British Gambling Commission announces new rules for deposit limits
The regulator has added new clarifications that will refine the new deposit limit rules coming into force at the end of this month.
UK.- The British Gambling Commission has announced another new rule for online gambling deposit limits from the start of July 2026. The intention is to clarify existing rules after new gambling deposit limit requirements come into force at the end of this month.
The Gambling Commission noted that operators are currently required to offer tools that allow customers to easily set personal budgets for gambling at registration or when they first deposit money into their gambling account. It’s now announced additional rules that are intended to provide more consistency and clarity, focusing on how the limits are defined and communicated to customers.

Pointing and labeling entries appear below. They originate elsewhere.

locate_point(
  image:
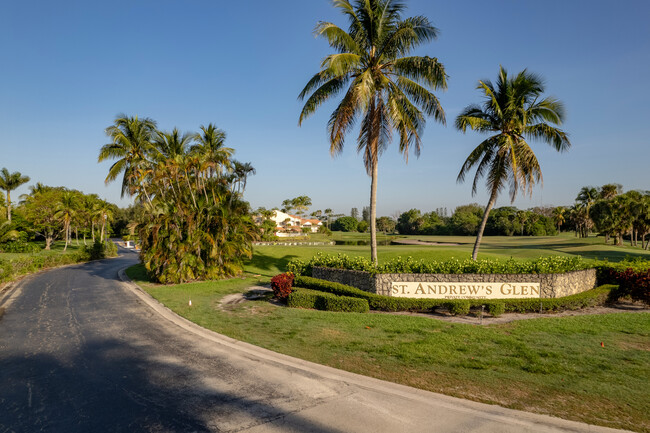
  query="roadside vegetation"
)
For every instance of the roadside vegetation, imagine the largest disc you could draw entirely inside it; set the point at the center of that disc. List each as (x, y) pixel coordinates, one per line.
(591, 368)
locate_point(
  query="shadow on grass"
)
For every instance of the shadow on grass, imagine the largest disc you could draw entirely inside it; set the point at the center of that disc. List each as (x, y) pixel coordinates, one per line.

From June 30 2026, all online operators must provide customers with the opportunity to set a deposit limit based solely on the amount a customer pays into their account over a set duration. To avoid confusion, operators must only use the term ‘deposit limit’ to refer to this type of limit. Operators will be able to offer different limits, such as loss limits or limits where withdrawals are also taken into account, but the terminology must make clear that these are a different type of limit.
This clarification will follow the introduction of a set of previously announced changes that will come into effect on October 31 2025. These require all gambling businesses to prompt customers to set a financial limit before they make their first deposit and make it easy for them to review and alter their limit.

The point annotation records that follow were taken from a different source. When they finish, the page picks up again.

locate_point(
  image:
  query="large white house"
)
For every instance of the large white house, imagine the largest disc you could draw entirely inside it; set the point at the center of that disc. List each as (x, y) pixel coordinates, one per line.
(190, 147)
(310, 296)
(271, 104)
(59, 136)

Operators must remind consumers every six months to review their account and transaction information to help customers maintain control of their gambling spend, offer financial limits using free text at an account level to help customers set meaningful limits, provide financial limit setting facilities via a link on the homepage and deposit pages which are clearly visible and accessible, with the number of clicks to reach these facilities minimalised, and action all customer requests to decrease a financial limit immediately.
Helen Rhodes, Commission Director of Major Policy Projects, said: “Our work will help empower consumers to have greater awareness and control over their gambling. These further changes will also bring consistency and clarity for those consumers choosing to set deposit limits, while still supporting gambling businesses to offer customer choice for different forms of limits.”

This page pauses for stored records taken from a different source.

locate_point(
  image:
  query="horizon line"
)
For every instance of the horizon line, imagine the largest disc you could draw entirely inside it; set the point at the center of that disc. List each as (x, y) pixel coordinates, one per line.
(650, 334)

Gambling Commission AI concerns
Meanwhile, the Gambling Commission has identified an emerging risk in gaming operators depending on AI-powered tools for anti-money laundering purposes.
It said it had seen an increase in the use of artificial intelligence (AI), algorithms and behavioural models often intended to identify red flags for money laundering and terrorist financing (MLTF) within a customer’s profile and/or behaviour but that some operators do not fully understand how their algorithms work as an AML control and have not ensured that they have been implemented effectively.